Missouri charter schools will now be able to give preference to poor or struggling students in its lottery admissions system.

That change was part of an omnibus education bill signed into law last week by Gov. Mike Parson. Some charter schools in St. Louis have struggled to maintain their mission as they increased in popularity and surrounding neighborhoods gentrified.

“We’re starting to see a shift and a reduction of diversity and we aren’t okay with that,” said Doug Thaman, executive director of the Missouri Charter Public School Association. “We want to make sure that we have a diverse population. That’s what this will allow.”

Christie Huck, pictured here in March 2016, helped start City Garden Montessori School as a parent. She's now executive director of the charter school in St. Louis' Botanical Heights neighborhood.
Credit File photo | Tim Lloyd | St. Louis Public Radio

City Garden Montessori opened in St. Louis’ Botanical Heights neighborhood a decade ago with a mission to serve disadvantaged kids living in that and other nearby neighborhoods.

But since then, the Botanical Heights and Grove neighborhoods have gentrified, in part because of the school’s popularity. Demand now outpaces space at the school 2-to-1 while the percentage of City Garden students who live in poverty has dropped from more than half to slightly over a third.

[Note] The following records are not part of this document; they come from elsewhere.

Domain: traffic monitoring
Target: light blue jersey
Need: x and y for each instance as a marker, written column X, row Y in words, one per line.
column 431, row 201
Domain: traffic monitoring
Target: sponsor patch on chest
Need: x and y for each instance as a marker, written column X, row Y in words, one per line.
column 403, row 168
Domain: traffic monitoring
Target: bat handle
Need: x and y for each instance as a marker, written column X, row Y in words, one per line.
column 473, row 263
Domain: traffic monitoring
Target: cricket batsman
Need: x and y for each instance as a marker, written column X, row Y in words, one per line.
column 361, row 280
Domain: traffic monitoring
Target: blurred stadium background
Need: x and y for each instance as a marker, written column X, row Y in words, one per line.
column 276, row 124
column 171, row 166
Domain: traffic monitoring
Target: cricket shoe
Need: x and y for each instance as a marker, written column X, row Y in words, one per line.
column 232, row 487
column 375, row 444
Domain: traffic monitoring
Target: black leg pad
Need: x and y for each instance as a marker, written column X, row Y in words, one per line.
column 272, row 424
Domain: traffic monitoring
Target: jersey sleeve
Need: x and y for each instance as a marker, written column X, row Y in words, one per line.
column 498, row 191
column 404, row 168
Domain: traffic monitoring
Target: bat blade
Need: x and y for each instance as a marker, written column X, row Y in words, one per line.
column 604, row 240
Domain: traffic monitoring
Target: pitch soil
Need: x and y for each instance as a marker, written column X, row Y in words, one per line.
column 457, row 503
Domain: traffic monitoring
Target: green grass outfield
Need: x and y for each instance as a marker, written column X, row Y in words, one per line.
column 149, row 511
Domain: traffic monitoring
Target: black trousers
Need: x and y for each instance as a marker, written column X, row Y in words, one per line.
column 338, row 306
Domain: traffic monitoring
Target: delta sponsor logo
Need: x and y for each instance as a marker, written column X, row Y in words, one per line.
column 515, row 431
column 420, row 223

“We have more and more affluent families living in our neighborhoods and it has become harder to retain, particularly the economic diversity that we strive for,” said executive director Christie Huck.

The law says charter schools with a mission of serving disadvantaged students can give preference to kids considered high risk. Students will meet that definition a number of ways, including being several years behind in school, homeless, low-income, chronically absent or having a track record of suspensions.

A classroom at City Garden Montessori, where the number of students considered from low-income families has fallen from more than half to just over a third.
Credit File photo | Camille Phillips I St. Louis Public Radio

City Garden hopes to get the percentage of its students that qualify for free or reduced-price lunch — a common metric for poverty in education — back over 50 percent.

“My hope is really that there will be a lot of enthusiasm for this because it increases our opportunity to work for equity for all children in St. Louis,” said Huck.

Huck and other school leaders will have to figure out how their admissions process will be adjusted. Before this law, the only stipulations charter schools could apply to enrollment were gender — such as being an all-girls school — or geographic boundaries.

The changes will go into effect for the 2019-2020 school year at the earliest.